Em diversas ocasiões tenho
manifestado a minha reserva face ao entendimento de que tudo o que de alguma
forma possa envolver os mais novos e a sua formação deva ser
ensinado/trabalhado na escola. Esta visão obesa da escola não funciona, nem
tudo pode ou deve ser transformado em disciplinas, conteúdos escolares,
projectos, … para além de que a escola tem um conjunto de funções
incontornáveis que tornam finita a sua capacidade de responder. Sabemos, aliás,
as dificuldades que as escolas e os professores sentem no cumprimento dessas
funções.
Sabemos que, independentemente
das opções e visões ideológicas, uma das questões que no universo da educação
estarão sempre em aberto é a que envolve os conteúdos e organização curricular.
De facto, a velocidade de produção e acesso ao conhecimento e ao desenvolvimento,
as mudanças nos sistemas e no quadro de valores das comunidades determinam a
regular reflexão e ajustamento sobre o que a escola deve ensinar e trabalhar,
sobretudo durante a escolaridade obrigatória.
Por outro lado, o tempo da escola
e a competência da escola são finitos, isto é, a escola não tem tempo nem pode
ou deve ensinar tudo o que pode ser aprendido. Lembram-se certamente das discussões sobre se matérias
como educação sexual, educação cívica, literacia económica e financeira,
educação para a saúde, para citar apenas alguns exemplos, deverão, ou não,
constituir-se como "disciplinas", conteúdos ou mesmo se devem
integrar os currículos escolares.
E acontece que perdemos a conta
de planos, projectos, programas, experiências inovadoras que chegam às escolas
para a educação científica, aprendizagem emocional, promover a expressão
artística e a criatividade, promover comportamentos saudáveis e actividades
desportivas, literacia financeira e também a mediática, promover a inovação e
as novas tecnologias, aprender a andar de bicicleta, para não falar de
iniciativas mais "alternativas", por assim dizer, e que têm poderes
mágicos, parece. A lista enunciada é apenas exemplificativa.
Em princípio, independentemente
de os conteúdos poderem ser mais ou menos pertinentes, vejo sempre com alguma
reserva as propostas de introdução de mais uma disciplina, mais conteúdos, mais
um manual, mais umas orientações, mais um programa de formação, perdão, de
capacitação, de professores, como se a escola, o currículo escolar, os
conteúdos, as suas competências, pudessem continuar a aumentar indefinidamente.
E não se trata apenas de um problema de recursos ainda, actualmente, seja uma
questão crítica.
Como é evidente, pode dizer-se
sempre que muitas destas questões podem integrar o trabalho escolar
considerando até que os alunos passam um tempo imenso, diria excessivo, nas
escolas. Aliás, tal acontece em muitas escolas e agrupamentos.

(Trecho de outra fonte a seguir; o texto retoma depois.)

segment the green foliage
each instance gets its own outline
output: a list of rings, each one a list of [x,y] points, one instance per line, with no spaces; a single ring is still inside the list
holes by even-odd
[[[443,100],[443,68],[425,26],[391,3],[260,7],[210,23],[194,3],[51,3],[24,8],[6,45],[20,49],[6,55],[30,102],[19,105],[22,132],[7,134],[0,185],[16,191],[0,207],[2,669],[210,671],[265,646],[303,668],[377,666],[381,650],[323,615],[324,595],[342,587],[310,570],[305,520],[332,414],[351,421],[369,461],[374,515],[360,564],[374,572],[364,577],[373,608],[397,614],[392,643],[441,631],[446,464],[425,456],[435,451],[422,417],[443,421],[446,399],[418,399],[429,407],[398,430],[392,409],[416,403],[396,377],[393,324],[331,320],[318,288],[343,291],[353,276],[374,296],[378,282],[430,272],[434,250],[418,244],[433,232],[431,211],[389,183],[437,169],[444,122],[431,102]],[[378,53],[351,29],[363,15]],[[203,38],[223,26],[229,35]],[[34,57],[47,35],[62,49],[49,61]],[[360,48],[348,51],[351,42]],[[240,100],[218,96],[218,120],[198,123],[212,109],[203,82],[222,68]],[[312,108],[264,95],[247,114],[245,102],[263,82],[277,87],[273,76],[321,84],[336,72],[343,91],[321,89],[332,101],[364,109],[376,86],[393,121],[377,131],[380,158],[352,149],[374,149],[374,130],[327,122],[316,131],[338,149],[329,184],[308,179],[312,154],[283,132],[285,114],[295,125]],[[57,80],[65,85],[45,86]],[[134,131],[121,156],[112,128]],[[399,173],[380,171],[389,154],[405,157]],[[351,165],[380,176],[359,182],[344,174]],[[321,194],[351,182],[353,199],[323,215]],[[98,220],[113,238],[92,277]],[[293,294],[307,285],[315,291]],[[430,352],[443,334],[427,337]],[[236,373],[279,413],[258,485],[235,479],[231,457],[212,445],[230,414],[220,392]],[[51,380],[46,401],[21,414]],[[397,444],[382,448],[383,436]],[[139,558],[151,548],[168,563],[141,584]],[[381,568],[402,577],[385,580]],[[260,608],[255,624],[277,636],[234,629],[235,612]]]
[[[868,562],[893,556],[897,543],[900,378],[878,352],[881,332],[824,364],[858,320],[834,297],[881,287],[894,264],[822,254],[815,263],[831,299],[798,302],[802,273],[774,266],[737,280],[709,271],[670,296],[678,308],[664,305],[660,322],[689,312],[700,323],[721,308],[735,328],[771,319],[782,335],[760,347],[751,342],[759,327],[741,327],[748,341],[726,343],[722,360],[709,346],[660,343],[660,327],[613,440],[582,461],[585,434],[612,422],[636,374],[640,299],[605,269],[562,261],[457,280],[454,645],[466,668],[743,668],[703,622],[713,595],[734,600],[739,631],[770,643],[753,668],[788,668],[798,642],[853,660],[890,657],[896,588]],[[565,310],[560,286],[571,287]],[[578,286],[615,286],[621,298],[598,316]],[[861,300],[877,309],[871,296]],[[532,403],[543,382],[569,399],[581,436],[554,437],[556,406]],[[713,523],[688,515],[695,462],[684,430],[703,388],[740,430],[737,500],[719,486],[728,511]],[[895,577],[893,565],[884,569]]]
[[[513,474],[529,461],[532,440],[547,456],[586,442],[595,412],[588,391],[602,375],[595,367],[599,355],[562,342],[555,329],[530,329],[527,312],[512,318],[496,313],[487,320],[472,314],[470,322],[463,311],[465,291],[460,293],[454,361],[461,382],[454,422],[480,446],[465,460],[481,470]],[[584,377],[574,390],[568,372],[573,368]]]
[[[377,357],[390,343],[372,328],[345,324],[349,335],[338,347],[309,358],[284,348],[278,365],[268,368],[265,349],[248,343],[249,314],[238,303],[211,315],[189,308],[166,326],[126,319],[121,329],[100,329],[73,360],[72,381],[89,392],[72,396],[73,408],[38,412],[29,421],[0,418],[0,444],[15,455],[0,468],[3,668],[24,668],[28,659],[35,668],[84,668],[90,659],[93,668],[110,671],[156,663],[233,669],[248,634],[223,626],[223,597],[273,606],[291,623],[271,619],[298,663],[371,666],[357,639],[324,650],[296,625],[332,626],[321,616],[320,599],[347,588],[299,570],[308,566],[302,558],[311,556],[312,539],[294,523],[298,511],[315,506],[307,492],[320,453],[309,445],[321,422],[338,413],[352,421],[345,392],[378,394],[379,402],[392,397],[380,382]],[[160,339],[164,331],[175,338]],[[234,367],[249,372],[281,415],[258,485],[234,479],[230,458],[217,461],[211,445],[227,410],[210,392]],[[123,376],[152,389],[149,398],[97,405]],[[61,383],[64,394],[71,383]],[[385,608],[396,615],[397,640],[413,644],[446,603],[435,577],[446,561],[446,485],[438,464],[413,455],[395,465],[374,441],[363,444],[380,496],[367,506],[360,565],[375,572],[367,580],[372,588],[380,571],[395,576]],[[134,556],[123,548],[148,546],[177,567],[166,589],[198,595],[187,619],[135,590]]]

A questão central, do meu ponto
de vista, é que as competências da escola, os conteúdos que nela são
trabalhados, integrando ou não formalmente os currículos, não podem mesmo
aumentar continuamente. Urge uma reflexão serena, participada e com tempo sobre
o ajustamento dos conteúdos, a sua integração e organização, a forma como podem
acomodar a diversidade dos alunos e a necessidade de diferenciação dos
professores, a formação global dos alunos e não exclusivamente a promoção de
competências instrumentais, etc.
Somar conteúdos e competências à
escola sem ajustamento dos conteúdos e organização existentes, pode promover
problemas e não soluções, de tanto que lhe exigem corre risco de não
providenciar o que lhe compete.
Na verdade, nem tudo o que pode
ser interessante ou importante saber ou conhecer terá de caber numa disciplina
ou num conteúdo escolar e nem tudo o que se pode saber e conhecer se aprende na
escola.
Tenho uma visão da escola
centrada no TODO do aluno, mas não no "ensino" do TUDO que o aluno
deve saber ou conhecer.
A questão é que os alunos estão
muito tempo na escola e a tentação é óbvia e grande, a escola que faça, a
escola que ensine, a escola que cuide.